Tuesday, December 6, 2011

you finally get to become a girl only for him le ba :) yay you ...no matter how hard i try to get you back, you will just say no right? even meeting up for a simple dinner proves to hard to be true haha...i've changed? arent you sick of it , keep saying that i have changed? when your the one changing towards that guy?

so what if i need you, so what if i still love you, so what if i still wanted you back as my laopo...you wouldnt give coming back to me a chance le ba?

ever since having him in that picture, you just erased my existance off like it was nothing.say that i dont message , you dont care about you. when i did, where were you? busy? shopping for your clothes for the entire week? just sacrificing abit of time for me seems impossible for you, messaging me seems to be a waste of time for you isnt it.

promised that you be that for the outings end up as a lie, a big big lie. my only chance of meeting you, yet you crushed it as if it was nothing... wow, its always about you isnt it? having everyone to orbit around you, i made you my world, but when you left, you left me with nothing, nothing at all. void , loneliness, hatred, rage ,sadness all this emotions made me feel like giving up the whole damn world but you wouldnt care less now wouldnt you? all you need was your ryan all this year isnt it...but all i needed was you but you dont seem to notice it not even now.

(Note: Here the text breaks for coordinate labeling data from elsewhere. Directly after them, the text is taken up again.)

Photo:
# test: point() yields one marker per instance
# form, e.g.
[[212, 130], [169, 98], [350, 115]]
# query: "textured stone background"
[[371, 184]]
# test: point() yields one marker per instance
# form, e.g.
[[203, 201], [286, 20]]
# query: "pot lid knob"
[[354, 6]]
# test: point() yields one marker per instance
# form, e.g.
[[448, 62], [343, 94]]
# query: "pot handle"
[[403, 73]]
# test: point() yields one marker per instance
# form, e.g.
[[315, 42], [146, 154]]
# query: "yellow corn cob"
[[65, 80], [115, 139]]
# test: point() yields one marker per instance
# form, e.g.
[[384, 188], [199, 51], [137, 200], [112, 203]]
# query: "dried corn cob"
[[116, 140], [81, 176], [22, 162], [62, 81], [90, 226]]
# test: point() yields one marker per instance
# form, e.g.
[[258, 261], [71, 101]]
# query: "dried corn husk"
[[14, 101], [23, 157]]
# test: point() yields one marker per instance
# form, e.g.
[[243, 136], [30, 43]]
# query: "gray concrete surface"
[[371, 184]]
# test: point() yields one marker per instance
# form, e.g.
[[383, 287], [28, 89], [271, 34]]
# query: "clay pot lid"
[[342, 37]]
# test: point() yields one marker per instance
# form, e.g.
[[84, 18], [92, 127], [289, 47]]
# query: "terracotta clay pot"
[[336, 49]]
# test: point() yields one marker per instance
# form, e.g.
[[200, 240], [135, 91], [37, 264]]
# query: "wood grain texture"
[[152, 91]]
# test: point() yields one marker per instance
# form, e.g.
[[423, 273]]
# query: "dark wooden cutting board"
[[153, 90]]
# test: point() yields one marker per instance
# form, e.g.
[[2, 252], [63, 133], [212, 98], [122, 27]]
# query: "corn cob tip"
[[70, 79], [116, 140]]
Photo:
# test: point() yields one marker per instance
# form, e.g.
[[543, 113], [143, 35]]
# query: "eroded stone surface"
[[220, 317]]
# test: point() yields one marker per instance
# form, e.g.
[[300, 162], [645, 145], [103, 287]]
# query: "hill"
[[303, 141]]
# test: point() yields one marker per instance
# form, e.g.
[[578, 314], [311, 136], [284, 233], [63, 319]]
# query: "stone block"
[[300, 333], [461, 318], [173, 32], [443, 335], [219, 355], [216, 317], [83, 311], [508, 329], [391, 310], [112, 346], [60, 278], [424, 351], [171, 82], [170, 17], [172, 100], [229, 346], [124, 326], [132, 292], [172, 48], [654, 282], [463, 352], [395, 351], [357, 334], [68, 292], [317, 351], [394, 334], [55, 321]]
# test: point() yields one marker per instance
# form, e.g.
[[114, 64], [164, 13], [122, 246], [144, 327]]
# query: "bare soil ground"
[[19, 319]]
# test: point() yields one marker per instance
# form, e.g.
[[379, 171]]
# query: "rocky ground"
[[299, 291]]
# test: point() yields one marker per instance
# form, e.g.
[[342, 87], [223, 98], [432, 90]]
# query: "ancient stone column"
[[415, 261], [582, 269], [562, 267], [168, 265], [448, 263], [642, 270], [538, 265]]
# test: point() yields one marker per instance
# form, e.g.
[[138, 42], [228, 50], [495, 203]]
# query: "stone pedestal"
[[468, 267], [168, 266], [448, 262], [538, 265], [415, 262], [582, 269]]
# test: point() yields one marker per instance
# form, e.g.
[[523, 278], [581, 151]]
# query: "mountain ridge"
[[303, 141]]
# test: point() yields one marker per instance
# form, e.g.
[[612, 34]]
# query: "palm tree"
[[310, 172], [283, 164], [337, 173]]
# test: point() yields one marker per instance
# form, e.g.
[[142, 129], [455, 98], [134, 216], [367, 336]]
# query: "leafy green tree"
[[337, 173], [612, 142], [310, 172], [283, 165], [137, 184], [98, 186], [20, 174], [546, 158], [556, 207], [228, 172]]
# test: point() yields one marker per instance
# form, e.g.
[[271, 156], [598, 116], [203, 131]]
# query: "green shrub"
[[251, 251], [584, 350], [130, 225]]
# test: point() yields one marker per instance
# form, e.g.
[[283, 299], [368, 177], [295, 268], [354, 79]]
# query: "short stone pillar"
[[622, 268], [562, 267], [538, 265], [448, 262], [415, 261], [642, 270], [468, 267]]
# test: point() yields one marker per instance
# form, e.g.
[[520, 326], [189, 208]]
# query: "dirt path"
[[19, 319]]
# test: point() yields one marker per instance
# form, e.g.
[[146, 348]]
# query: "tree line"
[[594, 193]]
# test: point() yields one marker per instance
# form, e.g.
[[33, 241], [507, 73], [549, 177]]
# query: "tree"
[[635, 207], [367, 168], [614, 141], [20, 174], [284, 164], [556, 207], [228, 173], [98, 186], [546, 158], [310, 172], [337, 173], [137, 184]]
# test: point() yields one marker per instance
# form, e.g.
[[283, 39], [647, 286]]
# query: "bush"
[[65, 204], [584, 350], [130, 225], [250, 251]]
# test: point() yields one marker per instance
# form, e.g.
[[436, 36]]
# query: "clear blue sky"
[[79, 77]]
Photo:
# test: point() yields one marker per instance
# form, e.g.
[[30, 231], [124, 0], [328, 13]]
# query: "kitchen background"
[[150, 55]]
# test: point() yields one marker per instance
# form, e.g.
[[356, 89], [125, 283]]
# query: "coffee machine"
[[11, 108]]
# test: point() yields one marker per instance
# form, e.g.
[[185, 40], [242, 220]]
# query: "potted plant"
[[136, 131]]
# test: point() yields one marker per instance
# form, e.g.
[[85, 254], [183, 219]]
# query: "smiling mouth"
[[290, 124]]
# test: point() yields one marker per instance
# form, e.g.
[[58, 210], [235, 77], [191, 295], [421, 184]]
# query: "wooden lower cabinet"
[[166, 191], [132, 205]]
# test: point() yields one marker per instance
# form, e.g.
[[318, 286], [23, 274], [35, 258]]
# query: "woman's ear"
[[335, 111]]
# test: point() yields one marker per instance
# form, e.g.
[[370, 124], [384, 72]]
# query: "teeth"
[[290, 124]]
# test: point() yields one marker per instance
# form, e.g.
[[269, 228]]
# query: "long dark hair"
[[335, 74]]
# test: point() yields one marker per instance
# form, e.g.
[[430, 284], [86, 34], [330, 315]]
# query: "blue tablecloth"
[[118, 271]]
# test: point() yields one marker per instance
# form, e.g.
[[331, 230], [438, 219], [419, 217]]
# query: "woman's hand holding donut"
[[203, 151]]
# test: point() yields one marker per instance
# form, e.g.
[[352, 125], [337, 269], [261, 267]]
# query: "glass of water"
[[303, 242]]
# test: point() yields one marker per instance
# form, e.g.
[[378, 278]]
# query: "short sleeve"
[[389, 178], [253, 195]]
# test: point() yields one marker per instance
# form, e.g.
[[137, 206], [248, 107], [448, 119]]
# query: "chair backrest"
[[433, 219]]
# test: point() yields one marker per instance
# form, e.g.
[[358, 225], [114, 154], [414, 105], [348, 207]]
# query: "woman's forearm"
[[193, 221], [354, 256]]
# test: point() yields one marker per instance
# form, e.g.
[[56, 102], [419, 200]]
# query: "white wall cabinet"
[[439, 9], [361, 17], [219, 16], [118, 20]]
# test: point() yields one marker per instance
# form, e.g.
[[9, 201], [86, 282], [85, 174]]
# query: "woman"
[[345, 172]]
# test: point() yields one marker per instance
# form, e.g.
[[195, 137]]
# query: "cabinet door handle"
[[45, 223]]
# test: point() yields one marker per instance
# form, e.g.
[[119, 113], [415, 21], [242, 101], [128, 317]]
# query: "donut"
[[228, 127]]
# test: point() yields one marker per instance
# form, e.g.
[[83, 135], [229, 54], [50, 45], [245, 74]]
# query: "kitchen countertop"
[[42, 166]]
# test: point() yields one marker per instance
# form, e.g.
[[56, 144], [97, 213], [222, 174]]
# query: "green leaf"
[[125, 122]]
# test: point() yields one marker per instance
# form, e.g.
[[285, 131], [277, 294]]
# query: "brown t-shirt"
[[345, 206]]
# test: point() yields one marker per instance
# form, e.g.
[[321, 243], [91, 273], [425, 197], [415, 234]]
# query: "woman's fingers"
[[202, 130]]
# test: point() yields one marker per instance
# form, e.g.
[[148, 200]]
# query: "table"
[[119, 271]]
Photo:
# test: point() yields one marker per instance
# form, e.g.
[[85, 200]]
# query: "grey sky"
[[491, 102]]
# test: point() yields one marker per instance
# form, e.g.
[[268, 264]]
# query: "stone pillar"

so what if you notice now, you wouldnt leave him for me wouldnt you. you told you cant love me because you have him in your heart, but you can go back to him with "me" in your heart? wow , so much for values, you told me how worthless i became over the year, you proved to me i am worst than me you destroyed my world....when i asked for you to save me you would rather stay with him, when he ask for you to save his world, you went there without thinking about me.

i hate it, i hate him, i hate everything...most importantly i hate myself for believing in giving in to the other partner , i would find true love....believing in something as fake as true love is as good as believing in the non-existence god, prayed as i may, prayed as i might, i prayed for your return but it never did happen...

since the day you left , you left with the faith and colours of life, nothing left . no love, no glory,no life....

128ve980 i need you , but you wouldnt ever come back for my sake even if i pleaded wouldnt you.